Nenhuma força política nesta situação terá uma actividade eficiente se não realizar alianças. Há que optar contudo nas alianças. Se com os Partidos mais ou menos empenhados na recuperação capitalista, ou se com as forças políticas que consequentemente ou não se colocam no terreno da Unidade Popular. Em alguns sectores da vida nacional justificar-se-á ou será necessário unidade com o PCP, como no Movimento Sindical, ou ate pontualmente como nos Açores, por exemplo se farão convergências com o Núcleo local do PS. Mas as alianças de fundo  nunca poderão ser com essa força (o PCP),sob pena de hipotecarmos a linha revolucionaria e a luta das massas trabalhadoras ao reformismo social-democrata
   2.3 No ISE, a questão central que se coloca e a de bater eficazmente a direita no plano eleitoral e reforçar a oposição ao Ministério de Cardia.
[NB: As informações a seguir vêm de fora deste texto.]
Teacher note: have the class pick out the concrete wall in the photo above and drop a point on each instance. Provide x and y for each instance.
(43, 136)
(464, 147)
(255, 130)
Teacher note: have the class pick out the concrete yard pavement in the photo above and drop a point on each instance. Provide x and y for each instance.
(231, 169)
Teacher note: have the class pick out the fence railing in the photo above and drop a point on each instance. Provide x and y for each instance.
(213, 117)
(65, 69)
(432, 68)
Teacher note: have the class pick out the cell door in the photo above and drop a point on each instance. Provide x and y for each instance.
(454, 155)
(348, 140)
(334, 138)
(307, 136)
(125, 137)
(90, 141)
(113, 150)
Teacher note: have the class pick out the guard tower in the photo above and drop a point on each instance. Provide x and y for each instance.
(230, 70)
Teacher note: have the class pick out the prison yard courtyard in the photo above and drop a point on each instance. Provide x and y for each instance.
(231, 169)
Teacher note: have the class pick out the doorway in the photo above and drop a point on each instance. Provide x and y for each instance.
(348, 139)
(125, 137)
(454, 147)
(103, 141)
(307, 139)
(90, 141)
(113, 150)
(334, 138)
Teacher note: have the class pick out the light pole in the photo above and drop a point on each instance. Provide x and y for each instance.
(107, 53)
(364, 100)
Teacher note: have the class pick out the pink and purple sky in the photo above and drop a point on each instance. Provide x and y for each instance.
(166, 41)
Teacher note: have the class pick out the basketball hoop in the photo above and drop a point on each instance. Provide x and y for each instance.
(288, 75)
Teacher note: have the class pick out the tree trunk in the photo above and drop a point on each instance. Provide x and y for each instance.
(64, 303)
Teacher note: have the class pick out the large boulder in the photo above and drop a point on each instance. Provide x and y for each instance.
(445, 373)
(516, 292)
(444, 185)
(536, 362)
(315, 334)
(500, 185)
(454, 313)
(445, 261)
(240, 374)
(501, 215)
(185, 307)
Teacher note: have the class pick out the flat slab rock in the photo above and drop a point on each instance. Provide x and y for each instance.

E esse o objectivo e o futuro da aliança aqui praticada. Os UEC’s dizem que e uma aliança sem princípios e que não temos uma plataforma programática. NADA MAIS FALSO. A nossa plataforma de trabalho assenta no revigoramento da oposição estudantil a Cardia, à selectividade, aos testes e à avaliação individual, ao "numerus clausus", à reintegração dos fascistas e á repressão anti-estudantil, ao corte de subsídios, conservar como questão essencial a luta pela Gestão Democrática, que impõe a AGE como órgão máximo, a defesa dos Comités de Turma, a defesa da autonomia do Movimento Estudantil que começa a recriar-se.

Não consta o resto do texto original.